7. GigaOm ($9.5 million) Om Malik started GigaOm in 2001 and began working on the site full-time in 2006. He has done as well as almost any blog founder at building a professional staff, perhaps in part because he had a heart attack in late 2007. The GigaOm  Network is now made up of several websites, and events business, and a paid content operation. The company has a CEO and almost a dozen business staff. GigaOm also has at least twenty full-time and contributing editors and writers. Om’s loss would decrease the value of the business by 30%.

8. Mashable ($2.5 million), the Web 2.0 and social media industry blog was founded by Pete Cashmore in 2005. Cashmore had added an Editor-in-Chief, Managing Editor, COO, CTO, and several staff members since then. Aside from Mashable, which has a number of discrete editorial sections, the company has an events business. Cashmore still does a tremendous amount of the writing, as many as ten posts a day. Cashmore travels extensively and is the face of his company to the industry. Cashmore’s presence at Mashable is at least 50% of its value.

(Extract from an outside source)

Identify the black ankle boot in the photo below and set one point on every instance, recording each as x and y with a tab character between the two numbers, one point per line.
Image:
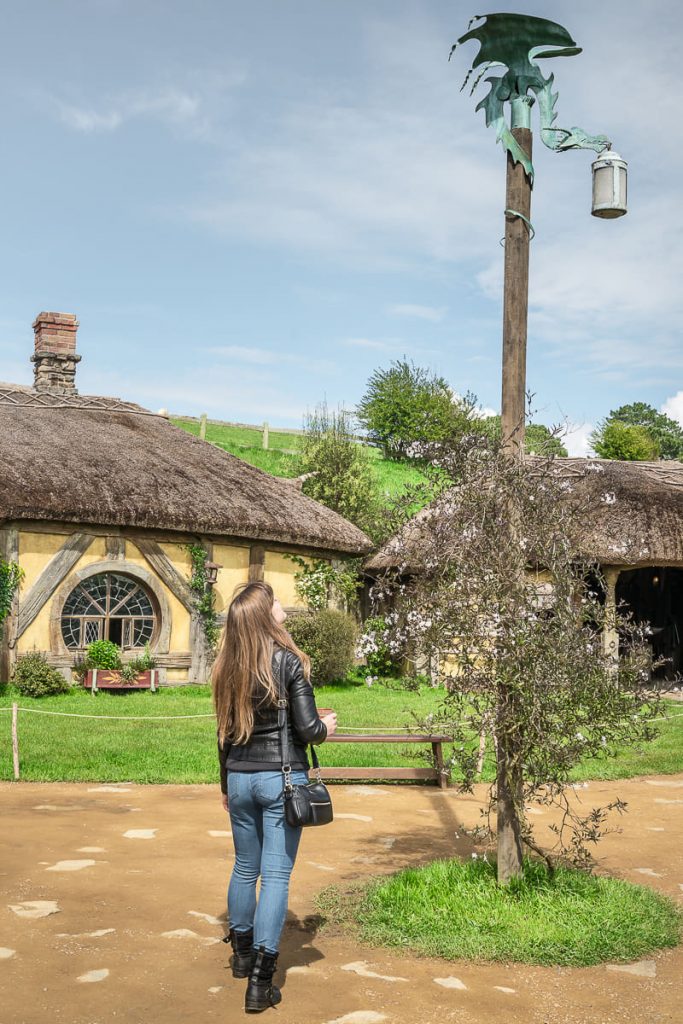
244	953
261	993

9. Alley Insider Sites/TheBusinessInsider ($2.25 million) This network of sites, started with SiliconAlleyInsider  and has added several new properties including Clusterstock and Greensheet. The main site is now called The Business Insider. The company was founded by Henry Blodget with an investment from former DoubleClick CEO Kevin Ryan. Blodget has brought in several well-regarded journalists lead by former Dealbreaker editor John Carney. The firm has also added Joe Weisenthal as Editor of Clusterstock. The Business Insider now has about a dozen writers and contributors, a publisher, a support staff, and its own ad sales operation. Blodget remains the face of the company, appears on the Tech Ticker videos on Yahoo! which are important to the company’s traffic flow, and writes the majority of the headline pieces at the sites. Without him, the value of the company would go down by two-thirds.

10. Daily Kos ($2 million) Markos Moulitsas started Daily Kos in 2002. The company now has several full-time editorial staff members and over a dozen contributing editors. A very large part of the website is content aggregated from other sites and put together fairly haphazardly. The founder does not have a significant public role in the site’s identity. The company’s two top editors, Susan Gardner and Barbara Morrill, could probably run the site very effectively. If Markos Moulitsas was no longer with Daily Kos it would lose about 85% of its value.